Privacy Policy
Last updated: 2 July 2026
This Privacy Policy explains how UAB „First Impression Consulting“ (“First Impression”, “we”, “us” or “our”) collects and uses your personal data when you visit our website at firstimpression.works, contact us through our enquiry form, or book a consultation with us. We are the data controller responsible for your personal data. We process it in accordance with the EU General Data Protection Regulation (GDPR) and applicable Lithuanian law.
Who we are
- Controller: UAB „First Impression Consulting“
- Legal entity code: 305599560
- VAT code: LT100013685112
- Registered address: Vokiečių g. 16-1, Vilnius, Lithuania
- Head office: A. Goštauto g. 8-326, Vilnius, Lithuania
- Contact: hello@firstimpression.works
For any question about this policy, or to exercise your data protection rights, email us at hello@firstimpression.works.
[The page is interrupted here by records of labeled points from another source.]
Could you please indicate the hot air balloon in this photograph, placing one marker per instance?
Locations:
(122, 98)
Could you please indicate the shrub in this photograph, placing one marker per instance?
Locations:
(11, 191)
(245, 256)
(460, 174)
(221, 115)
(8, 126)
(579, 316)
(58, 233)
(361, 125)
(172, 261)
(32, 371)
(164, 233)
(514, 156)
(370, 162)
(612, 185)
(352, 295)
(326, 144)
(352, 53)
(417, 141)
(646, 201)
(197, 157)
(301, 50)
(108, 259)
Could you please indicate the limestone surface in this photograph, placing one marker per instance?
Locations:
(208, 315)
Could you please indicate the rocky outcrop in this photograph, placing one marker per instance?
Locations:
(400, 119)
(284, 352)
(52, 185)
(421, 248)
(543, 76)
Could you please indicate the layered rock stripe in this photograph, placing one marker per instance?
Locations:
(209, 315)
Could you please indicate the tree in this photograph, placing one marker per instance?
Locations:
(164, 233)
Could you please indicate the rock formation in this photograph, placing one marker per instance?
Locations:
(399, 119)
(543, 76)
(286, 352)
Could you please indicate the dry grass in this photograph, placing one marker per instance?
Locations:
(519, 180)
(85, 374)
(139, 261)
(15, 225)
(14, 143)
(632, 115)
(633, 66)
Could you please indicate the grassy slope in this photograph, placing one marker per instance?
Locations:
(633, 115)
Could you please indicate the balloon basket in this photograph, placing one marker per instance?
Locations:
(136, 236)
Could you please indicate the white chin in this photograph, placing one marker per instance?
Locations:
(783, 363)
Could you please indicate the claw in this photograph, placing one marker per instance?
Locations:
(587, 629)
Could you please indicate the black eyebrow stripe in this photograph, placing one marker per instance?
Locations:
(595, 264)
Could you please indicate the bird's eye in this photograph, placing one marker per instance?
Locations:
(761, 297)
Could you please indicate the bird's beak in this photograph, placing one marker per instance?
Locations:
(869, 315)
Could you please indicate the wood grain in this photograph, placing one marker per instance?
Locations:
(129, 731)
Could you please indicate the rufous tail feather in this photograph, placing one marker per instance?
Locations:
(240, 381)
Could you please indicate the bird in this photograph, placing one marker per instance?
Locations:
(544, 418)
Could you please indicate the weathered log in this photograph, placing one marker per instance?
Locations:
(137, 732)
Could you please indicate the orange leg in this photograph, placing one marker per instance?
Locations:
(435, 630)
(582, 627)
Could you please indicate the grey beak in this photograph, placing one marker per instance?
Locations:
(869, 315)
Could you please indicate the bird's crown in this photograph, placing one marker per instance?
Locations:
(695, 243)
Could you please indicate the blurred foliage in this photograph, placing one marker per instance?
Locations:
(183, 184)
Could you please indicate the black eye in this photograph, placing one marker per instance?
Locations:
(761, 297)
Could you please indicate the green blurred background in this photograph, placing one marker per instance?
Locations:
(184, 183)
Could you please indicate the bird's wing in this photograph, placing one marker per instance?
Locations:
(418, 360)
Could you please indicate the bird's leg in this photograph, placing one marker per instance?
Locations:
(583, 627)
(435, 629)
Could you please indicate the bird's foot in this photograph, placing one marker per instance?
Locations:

What data we collect, why, and our legal basis
Enquiries through our contact form
When you use our “Get in touch” form, we collect your name, email address, company name (if you provide it), the topic you select, your message, and confirmation that you have ticked the consent box.
- Purpose: to read your enquiry, respond to you, and follow up about the services you asked about.
- Legal basis: your consent (GDPR Art. 6(1)(a)) - before sending, you confirm you have read this policy. Where your enquiry concerns a possible engagement, we also rely on taking steps at your request prior to entering into a contract (Art. 6(1)(b)).
- How it is handled: the form does not create an account or a public comment. Your message is sent to us by email (to hello@firstimpression.works) and is not stored in the website’s database. We reply using the email address you provide.
- Marketing: we use these details only to respond to your enquiry. We do not add you to any marketing list or newsletter and do not use your enquiry for advertising.
- Withdrawing consent: you can withdraw your consent or ask us to delete your enquiry at any time by emailing hello@firstimpression.works. This does not affect processing carried out before you withdrew.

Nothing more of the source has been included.